A lanciare l’allarme è anche Federico Grasso di Arpal, che sottolinea un fatto inquietante: lo zero termico è rimasto per quattro settimane consecutive oltre i quattromila metri, una soglia critica che mette in pericolo i ghiacciai dell’arco alpino. Non si tratta di un’anomalia isolata: si parla ormai apertamente di marine heatwave, un’ondata di calore marino che coinvolge l’intero Mediterraneo occidentale e che sta già producendo effetti devastanti sull’ecosistema.
Il mare soffre, la terra anche. Gli organismi bentonici – quelli che vivono ancorati ai fondali o alle rocce – sono in sofferenza nel 90% dei casi. Coralli, gorgonie, spugne e molluschi non riescono ad adattarsi a variazioni così rapide e consistenti. Alcune specie stanno regredendo, altre si spostano verso nord, alterando in modo irreversibile gli equilibri marini. Nel frattempo, la colonna d’acqua più calda favorisce l’evaporazione, generando fenomeni atmosferici sempre più estremi, dai nubifragi lampo alle grandinate distruttive.
E mentre la Liguria brucia, il Piemonte annaspa. Le ondate di calore che stanno colpendo la regione si fanno sempre più lunghe e frequenti. Dopo una breve pausa, le temperature percepite hanno superato i 36 gradi già dal 4 luglio, soprattutto nelle aree urbane di Torino e della pianura alessandrina. Arpa Piemonte prevede un ritorno delle perturbazioni nel weekend, ma si tratterà di fenomeni brevi e potenzialmente violenti. Nulla che possa risolvere l’emergenza climatica in corso.
La temperatura del mare continua a salire di anno in anno
Il report di Axa Climate traccia uno scenario inquietante per i prossimi venticinque anni: lo stress idrico interesserà oltre il 40% del territorio del basso Piemonte entro il 2050. Interi settori, come la viticoltura nelle Langhe o la frutticoltura nel Saluzzese, dovranno fare i conti con raccolti incerti e costi crescenti. Non solo: aumenteranno i giorni oltre i 35 gradi a Torino, Alessandria, Asti e Vercelli, rendendo le città sempre meno vivibili durante l’estate.
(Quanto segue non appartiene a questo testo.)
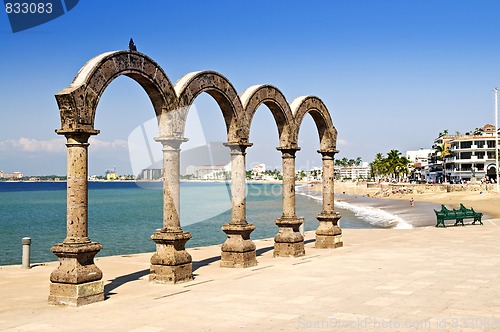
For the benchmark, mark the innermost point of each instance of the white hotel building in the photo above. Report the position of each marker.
(472, 156)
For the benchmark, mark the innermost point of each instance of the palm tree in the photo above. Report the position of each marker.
(443, 152)
(378, 166)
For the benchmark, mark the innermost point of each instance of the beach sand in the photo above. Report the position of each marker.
(427, 278)
(424, 278)
(487, 202)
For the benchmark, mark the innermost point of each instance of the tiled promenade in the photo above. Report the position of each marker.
(423, 279)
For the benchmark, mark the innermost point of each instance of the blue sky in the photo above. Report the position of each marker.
(392, 73)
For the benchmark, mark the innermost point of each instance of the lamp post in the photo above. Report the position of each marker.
(495, 91)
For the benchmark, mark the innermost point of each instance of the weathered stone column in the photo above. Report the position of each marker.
(77, 280)
(328, 234)
(171, 263)
(288, 242)
(239, 249)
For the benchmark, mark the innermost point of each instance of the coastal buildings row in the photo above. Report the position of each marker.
(361, 172)
(458, 158)
(11, 176)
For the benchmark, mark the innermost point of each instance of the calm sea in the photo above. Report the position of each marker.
(123, 215)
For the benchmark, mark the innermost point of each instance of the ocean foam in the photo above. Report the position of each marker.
(372, 215)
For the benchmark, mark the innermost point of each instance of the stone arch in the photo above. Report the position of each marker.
(218, 86)
(274, 99)
(78, 102)
(313, 105)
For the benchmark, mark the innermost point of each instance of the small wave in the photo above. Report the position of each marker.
(374, 216)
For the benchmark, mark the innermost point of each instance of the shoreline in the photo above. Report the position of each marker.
(483, 201)
(384, 276)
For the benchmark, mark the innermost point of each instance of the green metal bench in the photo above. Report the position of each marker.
(458, 215)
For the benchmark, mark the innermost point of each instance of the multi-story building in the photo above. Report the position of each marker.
(419, 161)
(209, 172)
(353, 172)
(472, 156)
(150, 174)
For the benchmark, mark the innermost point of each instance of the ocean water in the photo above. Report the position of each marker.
(123, 215)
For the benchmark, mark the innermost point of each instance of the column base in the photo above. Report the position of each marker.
(77, 280)
(328, 234)
(289, 242)
(171, 263)
(239, 250)
(164, 274)
(75, 295)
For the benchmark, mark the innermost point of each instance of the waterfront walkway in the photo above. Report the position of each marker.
(429, 279)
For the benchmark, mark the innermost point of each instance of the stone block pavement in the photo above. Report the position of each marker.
(423, 279)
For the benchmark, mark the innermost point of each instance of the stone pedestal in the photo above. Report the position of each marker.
(289, 242)
(328, 233)
(171, 263)
(239, 250)
(77, 280)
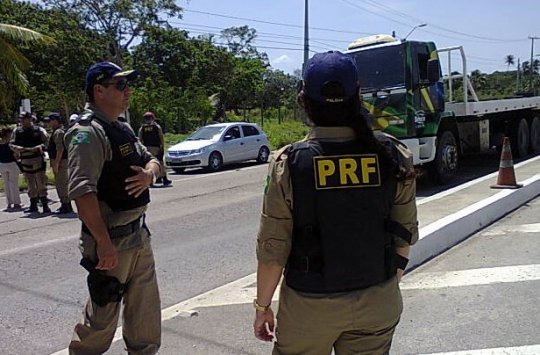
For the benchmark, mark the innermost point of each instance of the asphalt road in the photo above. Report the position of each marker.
(203, 229)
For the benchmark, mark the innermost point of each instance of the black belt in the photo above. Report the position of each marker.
(121, 231)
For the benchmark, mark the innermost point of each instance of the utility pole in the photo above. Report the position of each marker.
(532, 38)
(306, 35)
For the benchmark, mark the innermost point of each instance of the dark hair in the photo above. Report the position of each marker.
(349, 113)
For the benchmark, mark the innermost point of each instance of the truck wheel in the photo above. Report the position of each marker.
(535, 136)
(444, 168)
(520, 139)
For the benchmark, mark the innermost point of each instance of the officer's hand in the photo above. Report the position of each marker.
(139, 182)
(107, 255)
(399, 274)
(264, 325)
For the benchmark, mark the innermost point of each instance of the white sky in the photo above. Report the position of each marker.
(487, 29)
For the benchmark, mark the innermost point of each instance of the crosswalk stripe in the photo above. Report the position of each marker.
(518, 350)
(483, 276)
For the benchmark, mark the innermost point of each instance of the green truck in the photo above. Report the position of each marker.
(403, 87)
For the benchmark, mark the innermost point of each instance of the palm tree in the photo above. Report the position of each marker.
(509, 60)
(12, 63)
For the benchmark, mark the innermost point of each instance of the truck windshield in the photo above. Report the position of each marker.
(380, 68)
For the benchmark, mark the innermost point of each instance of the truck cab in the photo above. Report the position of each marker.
(401, 87)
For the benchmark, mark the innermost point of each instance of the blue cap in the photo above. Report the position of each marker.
(103, 71)
(330, 77)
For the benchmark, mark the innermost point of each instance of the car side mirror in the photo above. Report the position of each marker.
(433, 71)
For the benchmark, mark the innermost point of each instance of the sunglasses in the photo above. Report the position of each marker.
(119, 85)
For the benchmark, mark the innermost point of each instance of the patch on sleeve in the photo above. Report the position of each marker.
(346, 171)
(80, 137)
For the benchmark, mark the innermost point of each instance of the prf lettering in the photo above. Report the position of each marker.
(347, 171)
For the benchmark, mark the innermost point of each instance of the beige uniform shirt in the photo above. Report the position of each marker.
(88, 149)
(275, 232)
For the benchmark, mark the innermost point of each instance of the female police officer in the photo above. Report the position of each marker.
(338, 216)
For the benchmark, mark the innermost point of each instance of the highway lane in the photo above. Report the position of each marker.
(204, 236)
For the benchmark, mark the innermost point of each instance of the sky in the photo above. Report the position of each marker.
(488, 30)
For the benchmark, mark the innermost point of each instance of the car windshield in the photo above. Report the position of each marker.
(380, 68)
(206, 133)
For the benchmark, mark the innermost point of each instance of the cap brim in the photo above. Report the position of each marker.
(128, 74)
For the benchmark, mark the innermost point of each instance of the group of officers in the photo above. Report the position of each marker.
(30, 141)
(341, 245)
Ma non sono solo le persone a rischiare. Le infrastrutture strategiche della regione sono già oggi vulnerabili. A partire dall’autostrada A5 Torino-Aosta, che secondo i modelli climatici potrebbe essere interessata da inondazioni con livelli d’acqua fino a 130 cm entro metà secolo. Un problema non solo per la viabilità, ma per l’economia e la logistica di tutto il Nord-Ovest.
Cosa si sta facendo? Non abbastanza. Le misure di adattamento procedono a rilento, i finanziamenti sono spesso a pioggia, le strategie di lungo periodo ancora troppo teoriche. Gli enti locali chiedono supporto, ma servirebbero piani organici, monitoraggi continui e soprattutto una governance climatica multilivello, che coinvolga regioni, comuni, Stato e Unione Europea. Intanto, le ondate di calore aumentano, il mare si surriscalda, i ghiacciai si sciolgono.
È una crisi che non può più essere ignorata. L’eccezionalità sta diventando normalità, e ogni estate lo dimostra. Non basta più spegnere gli incendi o riparare i danni: bisogna intervenire prima, con una nuova cultura della prevenzione ambientale. Servono investimenti sulle reti idriche, sull’agricoltura sostenibile, sulla forestazione urbana, sull’efficienza energetica degli edifici, soprattutto quelli pubblici.
Nel frattempo, la cronaca ci restituisce un Mediterraneo che boccheggia, un Piemonte che si arrostisce, una popolazione che oscilla tra l’indifferenza e l’impotenza. Ma il tempo per agire è ora. Non nel 2030, non nel 2050. Se continuiamo a inseguire il cambiamento climatico senza anticiparlo, il prezzo da pagare sarà altissimo. In vite, in risorse, in futuro.